FlowingData Forums » Statistics and Data

How to display 'not a number'

Started 1 year ago by tomr / 5 posts

  1. I'm currently working on a tool that plots real time graphs.

    Some of the metrics are ratios and sometimes the values are such that you might be trying to divide a number by zero.

    The mathematically correct thing to show in this case is 'Undefined'

    x/0 = undefined

    What's the best way of plotting this on a graph? An what should the current value display?

    Is it just best to be honest and say undefined?

    I've seen other people just pretend the answer's zero, but I think that's misleading...

  2. it'll vary by case, but blank spots with a note that some points are undefined might work. I'm not sure if this is a generalized tool or for a specific dataset, but if it's the latter, you should be able to point out why it's undefined too. Like "such and such is zero."

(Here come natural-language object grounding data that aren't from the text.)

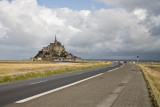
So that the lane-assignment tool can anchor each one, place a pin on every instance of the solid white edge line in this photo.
(39, 95)
(115, 68)
(37, 82)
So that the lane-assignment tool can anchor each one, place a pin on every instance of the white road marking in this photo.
(37, 82)
(39, 95)
(115, 68)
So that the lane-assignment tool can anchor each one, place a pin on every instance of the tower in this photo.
(55, 41)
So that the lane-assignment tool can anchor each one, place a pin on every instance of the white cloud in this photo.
(140, 13)
(26, 27)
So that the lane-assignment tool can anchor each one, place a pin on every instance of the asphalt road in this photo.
(16, 91)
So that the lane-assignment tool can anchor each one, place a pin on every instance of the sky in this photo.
(91, 29)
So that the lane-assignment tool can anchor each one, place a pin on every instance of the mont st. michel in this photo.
(55, 52)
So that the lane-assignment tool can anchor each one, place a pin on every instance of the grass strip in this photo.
(11, 78)
(151, 93)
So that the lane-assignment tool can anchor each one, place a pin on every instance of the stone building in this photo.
(55, 52)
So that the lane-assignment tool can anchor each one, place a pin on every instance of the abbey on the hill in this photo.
(55, 52)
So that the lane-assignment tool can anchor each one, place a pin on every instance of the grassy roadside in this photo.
(152, 78)
(15, 71)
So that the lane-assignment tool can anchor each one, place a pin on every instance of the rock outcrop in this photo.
(55, 52)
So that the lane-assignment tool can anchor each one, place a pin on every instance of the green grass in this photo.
(152, 96)
(12, 78)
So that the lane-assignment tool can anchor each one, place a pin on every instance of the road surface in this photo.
(101, 87)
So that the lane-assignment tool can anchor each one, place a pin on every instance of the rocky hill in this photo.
(55, 52)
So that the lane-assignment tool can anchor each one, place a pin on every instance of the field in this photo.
(20, 70)
(152, 72)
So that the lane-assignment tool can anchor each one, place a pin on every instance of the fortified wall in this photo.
(55, 52)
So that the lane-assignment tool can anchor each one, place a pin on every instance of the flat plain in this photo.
(20, 70)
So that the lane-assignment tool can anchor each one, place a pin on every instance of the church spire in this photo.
(55, 39)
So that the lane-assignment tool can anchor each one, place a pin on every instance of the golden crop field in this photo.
(152, 71)
(13, 70)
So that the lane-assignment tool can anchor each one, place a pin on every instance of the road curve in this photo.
(15, 91)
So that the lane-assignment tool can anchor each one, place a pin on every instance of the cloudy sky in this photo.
(107, 29)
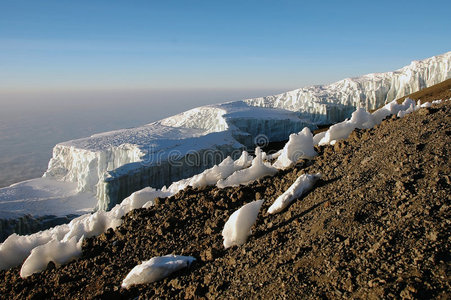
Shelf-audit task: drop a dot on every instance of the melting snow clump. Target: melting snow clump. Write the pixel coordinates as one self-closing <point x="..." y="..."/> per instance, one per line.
<point x="238" y="226"/>
<point x="156" y="269"/>
<point x="298" y="146"/>
<point x="56" y="251"/>
<point x="303" y="184"/>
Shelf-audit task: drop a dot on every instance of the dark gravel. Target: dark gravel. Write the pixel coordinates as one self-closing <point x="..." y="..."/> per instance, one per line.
<point x="376" y="226"/>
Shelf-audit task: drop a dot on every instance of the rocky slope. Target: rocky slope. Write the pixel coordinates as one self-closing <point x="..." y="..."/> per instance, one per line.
<point x="376" y="226"/>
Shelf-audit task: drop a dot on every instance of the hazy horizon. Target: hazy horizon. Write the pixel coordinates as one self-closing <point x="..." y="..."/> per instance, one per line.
<point x="32" y="123"/>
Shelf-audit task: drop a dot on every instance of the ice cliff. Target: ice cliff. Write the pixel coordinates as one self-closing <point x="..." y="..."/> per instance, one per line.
<point x="112" y="165"/>
<point x="328" y="104"/>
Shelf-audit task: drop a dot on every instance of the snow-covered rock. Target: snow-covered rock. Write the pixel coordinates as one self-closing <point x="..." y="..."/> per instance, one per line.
<point x="156" y="269"/>
<point x="258" y="169"/>
<point x="298" y="146"/>
<point x="238" y="226"/>
<point x="57" y="251"/>
<point x="303" y="184"/>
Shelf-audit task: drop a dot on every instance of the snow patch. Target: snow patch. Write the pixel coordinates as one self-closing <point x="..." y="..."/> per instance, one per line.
<point x="57" y="251"/>
<point x="257" y="170"/>
<point x="238" y="226"/>
<point x="303" y="184"/>
<point x="298" y="146"/>
<point x="156" y="269"/>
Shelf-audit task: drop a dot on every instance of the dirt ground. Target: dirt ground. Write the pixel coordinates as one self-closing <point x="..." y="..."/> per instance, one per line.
<point x="376" y="226"/>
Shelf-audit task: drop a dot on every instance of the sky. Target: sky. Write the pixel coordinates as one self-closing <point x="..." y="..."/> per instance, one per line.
<point x="63" y="45"/>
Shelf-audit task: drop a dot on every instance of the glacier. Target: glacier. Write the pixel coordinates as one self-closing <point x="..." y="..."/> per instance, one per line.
<point x="105" y="168"/>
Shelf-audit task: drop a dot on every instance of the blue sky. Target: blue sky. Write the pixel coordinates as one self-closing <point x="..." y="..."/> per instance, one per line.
<point x="83" y="45"/>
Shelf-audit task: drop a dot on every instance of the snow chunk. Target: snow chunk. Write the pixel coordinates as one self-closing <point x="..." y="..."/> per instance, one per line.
<point x="258" y="169"/>
<point x="317" y="137"/>
<point x="298" y="146"/>
<point x="391" y="108"/>
<point x="303" y="184"/>
<point x="156" y="269"/>
<point x="238" y="226"/>
<point x="359" y="119"/>
<point x="56" y="251"/>
<point x="211" y="176"/>
<point x="142" y="198"/>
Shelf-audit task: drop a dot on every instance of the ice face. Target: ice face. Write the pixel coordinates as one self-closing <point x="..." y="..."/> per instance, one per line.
<point x="327" y="104"/>
<point x="112" y="165"/>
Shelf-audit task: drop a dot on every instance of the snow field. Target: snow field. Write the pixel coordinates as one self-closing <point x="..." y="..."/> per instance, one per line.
<point x="62" y="243"/>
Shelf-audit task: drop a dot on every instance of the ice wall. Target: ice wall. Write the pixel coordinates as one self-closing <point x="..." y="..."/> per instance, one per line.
<point x="112" y="165"/>
<point x="327" y="104"/>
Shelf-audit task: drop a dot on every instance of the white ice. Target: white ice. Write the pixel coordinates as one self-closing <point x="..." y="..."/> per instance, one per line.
<point x="211" y="176"/>
<point x="298" y="146"/>
<point x="238" y="226"/>
<point x="258" y="169"/>
<point x="59" y="252"/>
<point x="303" y="184"/>
<point x="156" y="269"/>
<point x="44" y="197"/>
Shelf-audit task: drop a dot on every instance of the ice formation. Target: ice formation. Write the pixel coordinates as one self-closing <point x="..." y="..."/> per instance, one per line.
<point x="114" y="164"/>
<point x="62" y="243"/>
<point x="211" y="176"/>
<point x="156" y="269"/>
<point x="328" y="104"/>
<point x="364" y="120"/>
<point x="110" y="166"/>
<point x="238" y="226"/>
<point x="55" y="251"/>
<point x="303" y="184"/>
<point x="298" y="146"/>
<point x="258" y="169"/>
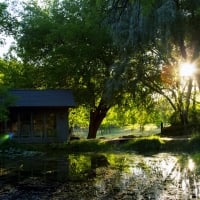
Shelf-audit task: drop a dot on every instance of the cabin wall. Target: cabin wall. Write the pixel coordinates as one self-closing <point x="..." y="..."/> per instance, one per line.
<point x="38" y="125"/>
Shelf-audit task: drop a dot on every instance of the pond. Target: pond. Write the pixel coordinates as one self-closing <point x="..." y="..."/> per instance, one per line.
<point x="100" y="176"/>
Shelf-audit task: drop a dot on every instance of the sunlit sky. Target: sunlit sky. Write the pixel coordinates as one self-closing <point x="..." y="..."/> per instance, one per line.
<point x="8" y="40"/>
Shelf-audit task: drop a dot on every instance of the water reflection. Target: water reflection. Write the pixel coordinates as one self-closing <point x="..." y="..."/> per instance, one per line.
<point x="109" y="176"/>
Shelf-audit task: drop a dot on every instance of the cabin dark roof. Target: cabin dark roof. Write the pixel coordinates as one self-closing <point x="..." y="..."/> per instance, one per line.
<point x="42" y="98"/>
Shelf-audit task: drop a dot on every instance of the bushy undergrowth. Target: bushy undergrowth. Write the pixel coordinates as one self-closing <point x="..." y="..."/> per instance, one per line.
<point x="141" y="145"/>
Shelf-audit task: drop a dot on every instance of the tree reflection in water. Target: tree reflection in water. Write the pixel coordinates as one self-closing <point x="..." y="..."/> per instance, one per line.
<point x="107" y="176"/>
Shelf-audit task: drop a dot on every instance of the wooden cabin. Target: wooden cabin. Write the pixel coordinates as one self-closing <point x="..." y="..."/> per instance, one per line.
<point x="39" y="116"/>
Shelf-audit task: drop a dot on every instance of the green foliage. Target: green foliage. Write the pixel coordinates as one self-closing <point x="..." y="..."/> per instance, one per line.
<point x="84" y="146"/>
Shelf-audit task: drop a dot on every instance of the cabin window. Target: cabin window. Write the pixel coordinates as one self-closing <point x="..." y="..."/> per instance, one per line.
<point x="38" y="124"/>
<point x="25" y="124"/>
<point x="51" y="125"/>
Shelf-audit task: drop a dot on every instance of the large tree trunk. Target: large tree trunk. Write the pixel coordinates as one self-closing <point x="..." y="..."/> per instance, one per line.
<point x="96" y="117"/>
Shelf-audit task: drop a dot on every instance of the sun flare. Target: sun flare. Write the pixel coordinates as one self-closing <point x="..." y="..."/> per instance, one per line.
<point x="187" y="69"/>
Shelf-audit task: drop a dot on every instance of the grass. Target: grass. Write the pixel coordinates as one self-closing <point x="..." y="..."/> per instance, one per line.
<point x="113" y="132"/>
<point x="141" y="144"/>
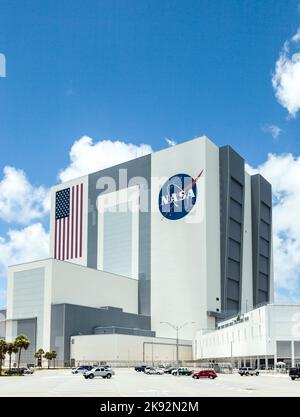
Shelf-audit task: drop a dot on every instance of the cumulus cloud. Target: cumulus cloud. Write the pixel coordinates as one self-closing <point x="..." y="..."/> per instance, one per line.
<point x="274" y="130"/>
<point x="286" y="79"/>
<point x="283" y="171"/>
<point x="170" y="142"/>
<point x="24" y="245"/>
<point x="87" y="156"/>
<point x="296" y="38"/>
<point x="20" y="201"/>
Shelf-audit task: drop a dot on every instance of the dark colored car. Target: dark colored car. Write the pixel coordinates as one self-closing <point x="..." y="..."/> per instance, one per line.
<point x="140" y="368"/>
<point x="182" y="371"/>
<point x="208" y="373"/>
<point x="170" y="369"/>
<point x="294" y="373"/>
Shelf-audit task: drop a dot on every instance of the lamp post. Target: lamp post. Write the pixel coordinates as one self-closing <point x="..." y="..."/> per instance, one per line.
<point x="177" y="328"/>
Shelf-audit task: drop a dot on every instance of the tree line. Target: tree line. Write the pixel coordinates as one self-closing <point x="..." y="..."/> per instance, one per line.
<point x="21" y="343"/>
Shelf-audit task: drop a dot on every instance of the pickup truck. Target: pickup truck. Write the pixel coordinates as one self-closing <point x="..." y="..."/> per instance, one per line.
<point x="294" y="373"/>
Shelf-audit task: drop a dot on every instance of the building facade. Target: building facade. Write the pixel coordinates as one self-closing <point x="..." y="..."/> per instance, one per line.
<point x="260" y="338"/>
<point x="179" y="238"/>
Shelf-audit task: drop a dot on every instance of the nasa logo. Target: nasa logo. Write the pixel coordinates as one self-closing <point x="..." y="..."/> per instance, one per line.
<point x="178" y="196"/>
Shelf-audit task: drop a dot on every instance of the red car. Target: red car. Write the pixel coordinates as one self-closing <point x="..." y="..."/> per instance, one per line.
<point x="208" y="373"/>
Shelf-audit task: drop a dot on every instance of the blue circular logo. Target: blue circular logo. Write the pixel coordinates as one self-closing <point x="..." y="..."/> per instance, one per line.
<point x="178" y="196"/>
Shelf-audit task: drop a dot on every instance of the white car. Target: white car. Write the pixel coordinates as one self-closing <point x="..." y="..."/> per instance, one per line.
<point x="153" y="371"/>
<point x="248" y="371"/>
<point x="102" y="371"/>
<point x="81" y="369"/>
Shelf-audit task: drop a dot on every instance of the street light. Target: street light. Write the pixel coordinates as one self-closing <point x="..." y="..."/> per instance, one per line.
<point x="177" y="328"/>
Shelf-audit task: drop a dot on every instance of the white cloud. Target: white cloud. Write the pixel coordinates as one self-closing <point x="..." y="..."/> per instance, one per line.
<point x="274" y="130"/>
<point x="170" y="142"/>
<point x="20" y="201"/>
<point x="286" y="79"/>
<point x="25" y="245"/>
<point x="296" y="38"/>
<point x="283" y="172"/>
<point x="87" y="156"/>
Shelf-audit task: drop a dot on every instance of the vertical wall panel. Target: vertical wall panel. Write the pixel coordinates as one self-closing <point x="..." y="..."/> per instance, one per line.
<point x="261" y="238"/>
<point x="232" y="182"/>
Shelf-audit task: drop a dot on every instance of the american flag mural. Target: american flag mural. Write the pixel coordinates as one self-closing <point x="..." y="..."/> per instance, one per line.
<point x="68" y="223"/>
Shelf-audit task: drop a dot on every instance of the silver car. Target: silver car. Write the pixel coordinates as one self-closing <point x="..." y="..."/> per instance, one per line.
<point x="102" y="371"/>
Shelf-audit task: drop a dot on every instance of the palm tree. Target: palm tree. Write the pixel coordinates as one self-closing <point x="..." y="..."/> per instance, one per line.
<point x="3" y="350"/>
<point x="54" y="356"/>
<point x="38" y="355"/>
<point x="11" y="348"/>
<point x="22" y="342"/>
<point x="48" y="355"/>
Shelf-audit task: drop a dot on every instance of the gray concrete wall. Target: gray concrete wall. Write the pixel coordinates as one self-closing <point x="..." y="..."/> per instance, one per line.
<point x="68" y="320"/>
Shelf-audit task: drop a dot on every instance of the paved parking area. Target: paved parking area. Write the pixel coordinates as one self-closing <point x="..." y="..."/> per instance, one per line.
<point x="128" y="383"/>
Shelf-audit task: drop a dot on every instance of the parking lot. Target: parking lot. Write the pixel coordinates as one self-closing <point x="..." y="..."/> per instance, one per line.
<point x="128" y="383"/>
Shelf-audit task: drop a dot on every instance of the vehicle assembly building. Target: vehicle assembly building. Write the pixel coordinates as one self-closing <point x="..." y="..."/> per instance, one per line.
<point x="147" y="253"/>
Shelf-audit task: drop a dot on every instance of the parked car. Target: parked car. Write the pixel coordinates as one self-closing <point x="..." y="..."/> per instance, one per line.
<point x="153" y="371"/>
<point x="99" y="371"/>
<point x="26" y="370"/>
<point x="248" y="371"/>
<point x="169" y="370"/>
<point x="81" y="369"/>
<point x="182" y="371"/>
<point x="17" y="371"/>
<point x="294" y="373"/>
<point x="207" y="373"/>
<point x="140" y="368"/>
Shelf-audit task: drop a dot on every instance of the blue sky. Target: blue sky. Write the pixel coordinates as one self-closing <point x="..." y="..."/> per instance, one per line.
<point x="140" y="71"/>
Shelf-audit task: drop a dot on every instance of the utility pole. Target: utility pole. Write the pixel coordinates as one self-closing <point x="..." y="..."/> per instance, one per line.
<point x="177" y="328"/>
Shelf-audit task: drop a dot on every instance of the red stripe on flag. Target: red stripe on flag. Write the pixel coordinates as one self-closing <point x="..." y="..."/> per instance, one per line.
<point x="63" y="240"/>
<point x="76" y="228"/>
<point x="81" y="207"/>
<point x="59" y="237"/>
<point x="72" y="224"/>
<point x="55" y="238"/>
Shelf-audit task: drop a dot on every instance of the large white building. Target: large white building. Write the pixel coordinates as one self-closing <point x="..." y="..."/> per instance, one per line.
<point x="179" y="238"/>
<point x="261" y="338"/>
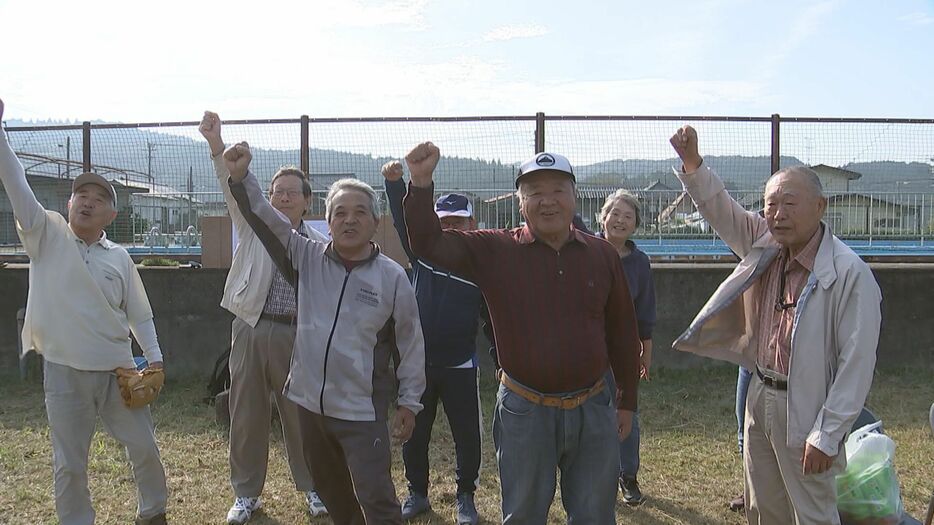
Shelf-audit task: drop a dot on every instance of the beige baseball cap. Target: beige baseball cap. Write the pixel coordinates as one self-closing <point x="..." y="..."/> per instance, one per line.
<point x="94" y="178"/>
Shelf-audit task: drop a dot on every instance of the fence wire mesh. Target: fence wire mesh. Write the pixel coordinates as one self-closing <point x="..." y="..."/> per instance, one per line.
<point x="877" y="174"/>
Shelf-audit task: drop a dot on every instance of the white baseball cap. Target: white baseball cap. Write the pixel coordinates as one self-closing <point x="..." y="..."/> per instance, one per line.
<point x="545" y="162"/>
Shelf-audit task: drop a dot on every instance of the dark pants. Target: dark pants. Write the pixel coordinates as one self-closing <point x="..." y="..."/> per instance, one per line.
<point x="456" y="388"/>
<point x="350" y="462"/>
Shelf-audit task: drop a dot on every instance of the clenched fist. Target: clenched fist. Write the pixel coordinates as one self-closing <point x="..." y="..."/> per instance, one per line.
<point x="237" y="158"/>
<point x="422" y="161"/>
<point x="210" y="129"/>
<point x="392" y="170"/>
<point x="685" y="143"/>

  3. a very common way to show this is with the value NAN, not a number, this is good in table format, or on a graph as mentioned above include *=NAN

  4. One other practice I use with ratio metrics: in a related graphic to your main display (either overlayed with a different scale or a different image) show the numerator and denominator series, then missing values or zero values in the denominator can be seen at a glance and provide the viewer with insight into the missing-ness (e.g. num and denom missing, denom zero and numerator zero, etc) . When ratio values have an interesting pattern, you need to know what drives the ratio so I like to have the data to answer the question at hand.

  5. Sorry for not replying sooner!

    I really like the solution of actually showing the calculation. I think it's by far the clearest. Hopefully we'll be able to fit it in the space.